With the current financial climate, cost reduction is top of mind for everyone. IT is one of the biggest cost centers in organizations, and understanding what drives those costs is critical.
Many simply don’t understand the cost of their Kubernetes workloads, or even have observability into basic units of cost. This is where FinOps comes into play, and organizations are beginning to implement those best practice standards to understand their cost.
There’s also a fascinating open source project, OpenCost, which aims to provide an open standard around FinOps.
For this topic, I invited Matt Ray, Senior Community Manager for the OpenCost project, to join me on the OpenObservability Talks Podcast. He’s also a veteran of the open source and DevOps communities, and also a fellow podcaster for Software Defined Talk.
For organizations, cloud and infrastructure cost is typically the second highest line item after salaries. In that context, I asked Matt to help us figure out what FinOps is all about.
“Most people are starting to run a lot of operations in the cloud,” Matt says. “It’s a different cost model. Instead of going and buying a bunch of servers and waiting for them to be racked and eventually deploying your stuff three months later, you buy on demand. From the finance side of the house, that’s a really different model. Instead of just buying a bunch of stuff and sitting it in your own data center, now you’re renting by the hour, by the minute, by the second. Having to bring that intersection of understanding how your costs are run and how they escalate, how they are managed, and what the development and operations need to do with your infrastructure, that’s kind of where FinOps lives. It’s a new practice.”

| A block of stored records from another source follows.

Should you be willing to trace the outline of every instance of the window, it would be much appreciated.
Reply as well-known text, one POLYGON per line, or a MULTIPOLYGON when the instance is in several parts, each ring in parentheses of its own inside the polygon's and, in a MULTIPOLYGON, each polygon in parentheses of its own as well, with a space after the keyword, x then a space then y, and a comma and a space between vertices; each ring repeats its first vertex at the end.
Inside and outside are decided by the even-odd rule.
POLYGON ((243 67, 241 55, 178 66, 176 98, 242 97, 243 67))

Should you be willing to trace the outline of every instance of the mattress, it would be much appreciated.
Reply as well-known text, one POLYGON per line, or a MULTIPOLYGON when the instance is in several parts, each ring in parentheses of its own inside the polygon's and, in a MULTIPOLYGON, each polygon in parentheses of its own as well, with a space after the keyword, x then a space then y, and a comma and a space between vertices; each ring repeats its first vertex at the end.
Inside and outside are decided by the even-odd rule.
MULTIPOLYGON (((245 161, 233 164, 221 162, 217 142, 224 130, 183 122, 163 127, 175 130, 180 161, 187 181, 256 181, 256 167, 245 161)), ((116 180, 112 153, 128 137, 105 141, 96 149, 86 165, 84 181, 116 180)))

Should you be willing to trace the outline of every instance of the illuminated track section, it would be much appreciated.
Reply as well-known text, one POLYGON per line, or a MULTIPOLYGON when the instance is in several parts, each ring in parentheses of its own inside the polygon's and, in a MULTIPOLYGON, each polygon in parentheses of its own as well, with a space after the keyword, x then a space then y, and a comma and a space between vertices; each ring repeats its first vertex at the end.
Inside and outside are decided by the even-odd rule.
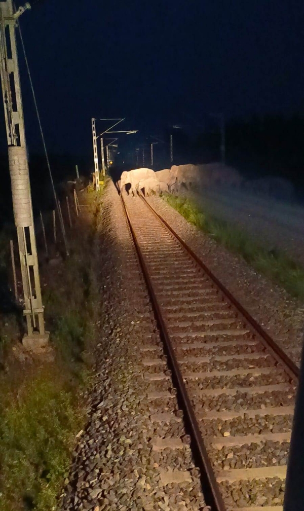
POLYGON ((282 511, 298 368, 144 199, 121 198, 207 503, 282 511))

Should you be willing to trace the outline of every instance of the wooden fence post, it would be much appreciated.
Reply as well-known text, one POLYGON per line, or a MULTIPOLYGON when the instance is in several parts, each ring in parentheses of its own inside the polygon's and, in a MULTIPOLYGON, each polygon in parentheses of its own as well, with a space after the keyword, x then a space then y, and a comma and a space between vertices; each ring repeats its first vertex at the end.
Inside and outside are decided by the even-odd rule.
POLYGON ((41 222, 41 227, 42 228, 42 234, 43 235, 43 241, 44 242, 44 248, 45 249, 45 254, 46 257, 49 257, 49 250, 48 249, 48 244, 46 243, 46 237, 45 236, 45 229, 44 227, 44 222, 43 222, 43 218, 42 217, 42 214, 41 211, 40 212, 40 220, 41 222))
POLYGON ((72 227, 72 218, 71 216, 71 211, 69 211, 69 202, 68 202, 68 197, 67 195, 65 197, 66 199, 66 206, 67 207, 67 216, 68 217, 68 223, 69 223, 69 226, 72 227))
POLYGON ((78 214, 78 207, 77 206, 77 200, 76 197, 77 197, 76 191, 74 188, 74 201, 75 202, 75 209, 76 210, 76 215, 77 215, 77 217, 79 217, 79 215, 78 214))
POLYGON ((55 210, 53 210, 53 229, 54 230, 54 241, 56 243, 57 242, 57 236, 56 231, 56 216, 55 210))
POLYGON ((14 256, 14 242, 12 240, 10 242, 11 246, 11 259, 12 260, 12 267, 13 268, 13 277, 14 279, 14 291, 15 293, 15 298, 17 300, 18 298, 18 291, 17 290, 17 277, 16 276, 16 265, 15 264, 15 257, 14 256))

In my view, FinOps is about communication and culture. That’s the essence of breaking silos and providing visibility and observability into the cost unit. It’s also about creating an ongoing conversation about cloud costs, looping these costs into business decisions and getting people to talk together.
Ownership and accountability is critical as well. Engineering can’t just say: “We’re about building the software. Someone else will take care of the cost and the infrastructure elements and things like that.” Collaboration is more than critical here. On the observability side of things, you can’t take ownership if you don’t have very clear reporting and dashboarding and ways to see where things stand.
Kubernetes is the new kid on the block. The first edition of the cloud FinOps book didn’t really cover containers and Kubernetes really at all, only a brief chapter. And Kubernetes makes things more complex, when looking at the cloud cost and the shared resources and trying to allocate spend to cost per customer, per team, per different environments, things such as that, or to track the cost efficiency of your Kubernetes workload allocations over time across different aggregations.
Once you have this FinOps observability into your Kubernetes, you can start asking questions and optimize your costs, such as Matt’s example: “Hey, our Kubernetes cluster has been up for three months, we’ve been running 15 nodes. We could reduce the size of it, or we could call up Amazon and negotiate reserved instances. Hey, we’re going to go ahead and pay for 10 nodes a month at a 50% discount for the next year.” This is where the new OpenCost open source project can also bring added value to the Cloud Native Computing Foundation (CNCF) landscape, now that it’s been accepted as a CNCF sandbox project.